The Sheffield branch of the Canal and River Trust is urging people to sign up to an adoption scheme to take care of a particular stretch of affected waterway. Dave Walker, aged 58, has been the lock keeper at Tinsley Marina for the last 30 years and works for the charity, which protects waterways.
He often has to collect rubbish including cans, bottles, plastic bags and even tyres from the canal and its pathways and insists more needs to be done to tackle the growing problem.
He says the adoption scheme is the best solution.
“Half of Sheffield live within three miles of a waterway and most people are unaware of that,” he said.
“It’s part of their city and we want people to come and enjoy it and work with us to help make it better for everyone.
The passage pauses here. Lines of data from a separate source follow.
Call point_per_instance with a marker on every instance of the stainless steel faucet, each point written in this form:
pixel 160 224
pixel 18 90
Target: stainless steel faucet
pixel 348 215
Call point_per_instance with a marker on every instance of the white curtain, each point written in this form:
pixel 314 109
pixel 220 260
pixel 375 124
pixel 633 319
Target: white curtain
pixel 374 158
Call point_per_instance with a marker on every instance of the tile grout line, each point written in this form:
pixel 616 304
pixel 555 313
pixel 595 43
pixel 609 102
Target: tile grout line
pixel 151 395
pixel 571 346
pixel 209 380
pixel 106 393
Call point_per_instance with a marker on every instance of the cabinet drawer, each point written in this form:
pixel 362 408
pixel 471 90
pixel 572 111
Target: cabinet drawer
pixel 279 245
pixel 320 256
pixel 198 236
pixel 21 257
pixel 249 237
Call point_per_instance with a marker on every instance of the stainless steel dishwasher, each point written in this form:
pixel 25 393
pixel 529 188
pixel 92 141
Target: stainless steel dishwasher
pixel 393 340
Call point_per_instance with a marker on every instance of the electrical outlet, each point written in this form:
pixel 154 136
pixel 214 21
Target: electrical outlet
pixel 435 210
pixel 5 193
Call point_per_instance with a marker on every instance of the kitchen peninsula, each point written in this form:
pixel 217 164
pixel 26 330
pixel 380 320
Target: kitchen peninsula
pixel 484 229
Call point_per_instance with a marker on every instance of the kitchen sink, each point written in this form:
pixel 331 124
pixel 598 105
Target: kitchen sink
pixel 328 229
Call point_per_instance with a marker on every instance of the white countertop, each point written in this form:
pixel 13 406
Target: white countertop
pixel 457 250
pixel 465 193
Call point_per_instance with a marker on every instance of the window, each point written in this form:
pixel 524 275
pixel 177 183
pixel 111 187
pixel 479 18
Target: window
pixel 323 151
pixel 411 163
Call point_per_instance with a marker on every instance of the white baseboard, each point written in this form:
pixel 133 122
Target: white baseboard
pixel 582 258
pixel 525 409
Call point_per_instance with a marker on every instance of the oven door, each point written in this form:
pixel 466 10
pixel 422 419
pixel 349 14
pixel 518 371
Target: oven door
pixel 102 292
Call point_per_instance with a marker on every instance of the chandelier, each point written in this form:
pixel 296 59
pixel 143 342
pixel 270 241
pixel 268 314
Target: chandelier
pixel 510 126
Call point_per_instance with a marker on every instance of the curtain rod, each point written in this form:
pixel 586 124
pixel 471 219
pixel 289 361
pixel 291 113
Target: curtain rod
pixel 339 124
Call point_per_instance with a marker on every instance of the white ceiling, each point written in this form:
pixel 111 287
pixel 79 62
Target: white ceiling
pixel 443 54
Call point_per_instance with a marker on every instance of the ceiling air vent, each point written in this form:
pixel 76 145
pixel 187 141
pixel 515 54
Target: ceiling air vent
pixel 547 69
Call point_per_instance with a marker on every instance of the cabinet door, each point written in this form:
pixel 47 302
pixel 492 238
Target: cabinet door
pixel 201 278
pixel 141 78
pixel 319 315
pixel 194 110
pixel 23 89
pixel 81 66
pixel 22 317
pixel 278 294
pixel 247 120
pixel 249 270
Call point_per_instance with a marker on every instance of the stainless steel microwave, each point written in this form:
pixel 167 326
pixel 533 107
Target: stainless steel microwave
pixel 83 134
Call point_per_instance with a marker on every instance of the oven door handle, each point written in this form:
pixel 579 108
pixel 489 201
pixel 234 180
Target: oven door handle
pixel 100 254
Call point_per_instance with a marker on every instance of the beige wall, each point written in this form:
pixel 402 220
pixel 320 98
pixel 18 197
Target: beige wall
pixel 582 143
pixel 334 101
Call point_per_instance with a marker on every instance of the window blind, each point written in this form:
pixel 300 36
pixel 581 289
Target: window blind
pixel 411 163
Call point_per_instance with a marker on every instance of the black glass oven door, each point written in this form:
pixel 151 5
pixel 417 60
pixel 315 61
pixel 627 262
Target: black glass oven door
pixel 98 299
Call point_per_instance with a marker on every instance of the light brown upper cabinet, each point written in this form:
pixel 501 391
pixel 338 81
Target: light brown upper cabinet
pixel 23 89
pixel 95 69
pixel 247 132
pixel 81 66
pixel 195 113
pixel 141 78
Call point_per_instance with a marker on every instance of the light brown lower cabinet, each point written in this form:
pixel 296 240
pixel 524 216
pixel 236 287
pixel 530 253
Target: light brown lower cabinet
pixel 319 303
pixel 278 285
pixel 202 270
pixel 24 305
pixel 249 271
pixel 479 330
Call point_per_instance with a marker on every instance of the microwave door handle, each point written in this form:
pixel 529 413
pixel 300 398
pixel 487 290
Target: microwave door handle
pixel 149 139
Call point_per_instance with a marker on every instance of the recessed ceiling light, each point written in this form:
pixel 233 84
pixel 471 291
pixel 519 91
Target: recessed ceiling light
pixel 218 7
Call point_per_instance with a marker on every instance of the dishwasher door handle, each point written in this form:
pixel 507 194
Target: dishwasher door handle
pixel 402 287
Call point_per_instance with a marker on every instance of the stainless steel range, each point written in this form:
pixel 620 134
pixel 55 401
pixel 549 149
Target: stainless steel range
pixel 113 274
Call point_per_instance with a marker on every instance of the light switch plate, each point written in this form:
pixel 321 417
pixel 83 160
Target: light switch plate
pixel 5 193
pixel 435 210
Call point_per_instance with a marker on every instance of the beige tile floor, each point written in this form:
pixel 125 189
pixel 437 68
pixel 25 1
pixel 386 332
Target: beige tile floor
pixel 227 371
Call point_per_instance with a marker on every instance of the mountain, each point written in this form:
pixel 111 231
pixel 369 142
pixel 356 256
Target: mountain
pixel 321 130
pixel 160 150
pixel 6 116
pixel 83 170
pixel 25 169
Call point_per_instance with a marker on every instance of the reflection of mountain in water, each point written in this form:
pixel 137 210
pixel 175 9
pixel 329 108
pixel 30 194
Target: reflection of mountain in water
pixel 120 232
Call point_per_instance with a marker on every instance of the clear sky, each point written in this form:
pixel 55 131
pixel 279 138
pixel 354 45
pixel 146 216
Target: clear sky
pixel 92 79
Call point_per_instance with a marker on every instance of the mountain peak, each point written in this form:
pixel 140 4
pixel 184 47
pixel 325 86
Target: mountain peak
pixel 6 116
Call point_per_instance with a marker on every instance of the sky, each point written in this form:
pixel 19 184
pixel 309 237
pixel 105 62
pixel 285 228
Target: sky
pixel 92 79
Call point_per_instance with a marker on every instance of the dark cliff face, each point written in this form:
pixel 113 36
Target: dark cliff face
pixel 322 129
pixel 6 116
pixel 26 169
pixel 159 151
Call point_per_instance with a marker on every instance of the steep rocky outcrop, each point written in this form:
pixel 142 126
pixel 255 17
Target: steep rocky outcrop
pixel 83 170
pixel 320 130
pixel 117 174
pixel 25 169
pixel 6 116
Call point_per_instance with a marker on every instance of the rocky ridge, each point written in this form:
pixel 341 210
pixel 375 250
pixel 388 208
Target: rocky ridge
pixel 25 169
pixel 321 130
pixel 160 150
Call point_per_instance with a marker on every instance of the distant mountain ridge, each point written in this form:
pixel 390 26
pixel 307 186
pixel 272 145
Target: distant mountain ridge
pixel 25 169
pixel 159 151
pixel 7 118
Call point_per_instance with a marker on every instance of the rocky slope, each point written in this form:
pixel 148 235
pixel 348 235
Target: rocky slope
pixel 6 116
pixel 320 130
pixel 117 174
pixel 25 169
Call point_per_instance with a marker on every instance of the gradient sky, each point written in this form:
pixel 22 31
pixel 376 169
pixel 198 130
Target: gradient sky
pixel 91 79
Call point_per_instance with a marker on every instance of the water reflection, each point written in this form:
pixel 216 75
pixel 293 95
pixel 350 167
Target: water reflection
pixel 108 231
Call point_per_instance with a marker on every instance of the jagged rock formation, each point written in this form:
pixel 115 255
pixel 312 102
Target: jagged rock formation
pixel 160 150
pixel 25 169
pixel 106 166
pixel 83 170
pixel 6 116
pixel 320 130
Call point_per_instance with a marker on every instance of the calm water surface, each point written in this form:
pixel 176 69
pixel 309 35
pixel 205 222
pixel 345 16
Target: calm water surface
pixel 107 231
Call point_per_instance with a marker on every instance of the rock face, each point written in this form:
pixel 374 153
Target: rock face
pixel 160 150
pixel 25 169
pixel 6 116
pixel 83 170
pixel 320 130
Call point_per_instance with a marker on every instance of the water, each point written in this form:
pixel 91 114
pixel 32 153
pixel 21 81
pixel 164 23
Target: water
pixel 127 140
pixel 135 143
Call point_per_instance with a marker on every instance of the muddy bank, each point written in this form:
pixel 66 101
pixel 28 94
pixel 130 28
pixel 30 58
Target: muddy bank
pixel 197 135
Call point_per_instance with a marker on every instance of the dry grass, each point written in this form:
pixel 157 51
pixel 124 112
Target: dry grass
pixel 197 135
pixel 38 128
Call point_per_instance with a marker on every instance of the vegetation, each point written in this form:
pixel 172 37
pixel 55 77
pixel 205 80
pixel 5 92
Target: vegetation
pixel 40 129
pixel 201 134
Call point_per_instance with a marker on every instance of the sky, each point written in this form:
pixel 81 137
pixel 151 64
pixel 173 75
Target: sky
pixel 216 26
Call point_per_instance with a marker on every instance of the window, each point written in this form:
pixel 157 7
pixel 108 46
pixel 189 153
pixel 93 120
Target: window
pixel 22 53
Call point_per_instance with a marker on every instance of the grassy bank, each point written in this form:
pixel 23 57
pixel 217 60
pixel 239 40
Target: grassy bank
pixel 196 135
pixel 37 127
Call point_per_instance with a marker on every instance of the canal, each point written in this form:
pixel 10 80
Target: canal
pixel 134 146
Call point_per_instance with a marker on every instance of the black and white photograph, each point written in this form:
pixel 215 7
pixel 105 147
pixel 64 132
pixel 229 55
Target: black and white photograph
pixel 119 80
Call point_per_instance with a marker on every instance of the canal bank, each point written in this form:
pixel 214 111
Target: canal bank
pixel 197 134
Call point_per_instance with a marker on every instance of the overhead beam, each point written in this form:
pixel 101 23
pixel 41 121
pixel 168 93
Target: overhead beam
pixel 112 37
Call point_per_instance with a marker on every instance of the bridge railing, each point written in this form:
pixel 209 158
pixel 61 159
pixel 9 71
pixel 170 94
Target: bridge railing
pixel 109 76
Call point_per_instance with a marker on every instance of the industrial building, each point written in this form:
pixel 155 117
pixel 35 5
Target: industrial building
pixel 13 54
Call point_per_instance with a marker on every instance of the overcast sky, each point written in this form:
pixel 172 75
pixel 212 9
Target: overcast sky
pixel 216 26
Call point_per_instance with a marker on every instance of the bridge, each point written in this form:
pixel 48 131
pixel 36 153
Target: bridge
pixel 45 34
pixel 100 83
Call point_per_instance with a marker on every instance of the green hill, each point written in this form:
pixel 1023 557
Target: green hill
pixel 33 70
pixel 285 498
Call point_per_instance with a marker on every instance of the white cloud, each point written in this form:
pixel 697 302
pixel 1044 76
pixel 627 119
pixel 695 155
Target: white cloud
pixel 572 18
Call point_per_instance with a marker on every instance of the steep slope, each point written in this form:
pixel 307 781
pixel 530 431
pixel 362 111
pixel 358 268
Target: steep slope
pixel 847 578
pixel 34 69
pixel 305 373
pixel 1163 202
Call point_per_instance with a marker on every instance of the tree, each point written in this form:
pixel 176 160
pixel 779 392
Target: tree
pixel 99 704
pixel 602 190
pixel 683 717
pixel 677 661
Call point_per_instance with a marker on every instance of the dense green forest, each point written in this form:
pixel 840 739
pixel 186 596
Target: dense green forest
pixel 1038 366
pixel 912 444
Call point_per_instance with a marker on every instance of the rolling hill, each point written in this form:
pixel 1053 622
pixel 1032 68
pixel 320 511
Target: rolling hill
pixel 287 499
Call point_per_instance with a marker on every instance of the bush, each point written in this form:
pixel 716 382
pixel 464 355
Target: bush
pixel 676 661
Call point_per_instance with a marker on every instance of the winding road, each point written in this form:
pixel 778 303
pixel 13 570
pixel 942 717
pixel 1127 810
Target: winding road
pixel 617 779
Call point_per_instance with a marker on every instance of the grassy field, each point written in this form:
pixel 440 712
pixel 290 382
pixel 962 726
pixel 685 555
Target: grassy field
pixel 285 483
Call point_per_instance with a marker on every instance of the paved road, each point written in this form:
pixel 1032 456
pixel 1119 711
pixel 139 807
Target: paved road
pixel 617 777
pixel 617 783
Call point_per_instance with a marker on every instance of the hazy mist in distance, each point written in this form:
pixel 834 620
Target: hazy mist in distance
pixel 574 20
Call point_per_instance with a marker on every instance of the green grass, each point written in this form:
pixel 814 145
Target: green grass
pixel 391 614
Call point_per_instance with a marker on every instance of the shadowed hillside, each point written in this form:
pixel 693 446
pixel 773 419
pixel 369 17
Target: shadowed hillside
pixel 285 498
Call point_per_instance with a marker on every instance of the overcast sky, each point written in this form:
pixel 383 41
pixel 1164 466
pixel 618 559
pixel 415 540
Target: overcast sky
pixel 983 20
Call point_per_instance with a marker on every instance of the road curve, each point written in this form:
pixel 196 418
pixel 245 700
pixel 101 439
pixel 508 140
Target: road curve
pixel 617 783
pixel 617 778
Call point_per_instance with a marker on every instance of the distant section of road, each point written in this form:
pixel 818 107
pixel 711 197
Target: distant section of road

“This adoption scheme is a new thing and a unique opportunity for people to get involved by adopting a section of the waterway and doing it up.
“We see it as a way forward for us and it helps to empower people to be respectful and care for their local area.
“It’s open to anyone – it could be a group of dog lovers or even a local school – but we need the community on our side and this adoption scheme is one way of achieving that.”
Twice a year, Dave works with volunteers from Abbeydale Rotary Club and the International Water Association to help clean up the canal.
But he is also urging people not to drop litter in the first place.
“The message to people is just don’t do it – take your rubbish home with you. We need the public to work with us and not against us,” he added.
The rise in litter is something that hasn’t got unnoticed with dog walkers who walk along the canal on a regular basis.
Sue Topham, aged 65, from Handsworth, has used the towpath to walk her dogs to Rotherham for the past five years.
She said: “I don’t know how people can just go to the canals and leave their empty cans behind. We should be making the most of our rivers and canals and it really is depressing to see that people aren’t caring for them properly.”
Alan Fox, aged 75, has lived on a narrowboat in Tinsley Marina with his wife Diane for 14 years and believes many people who come to the canals have no respect for the surrounding area.
“When we go out on our boat some of the rubbish is unbelievable – there are cans, bottles and plastic bags all over the place,” he said.
“You have got to educate people. They just think that because they don’t live here they shouldn’t bother to clean up after themselves.”
The nationwide adoption campaign asks for groups involved to commit to giving up at least one day a month for a year so that they can help to improve their particular section of a canal.
They encourage those who have signed up to keep the canal and towpath clean, lead guided walks along the waterway and help to improve wildlife habitats.
The scheme usually attracts Scouts and Girl Guides groups as well as parish councils but any organisation that wants to do their bit can get involved.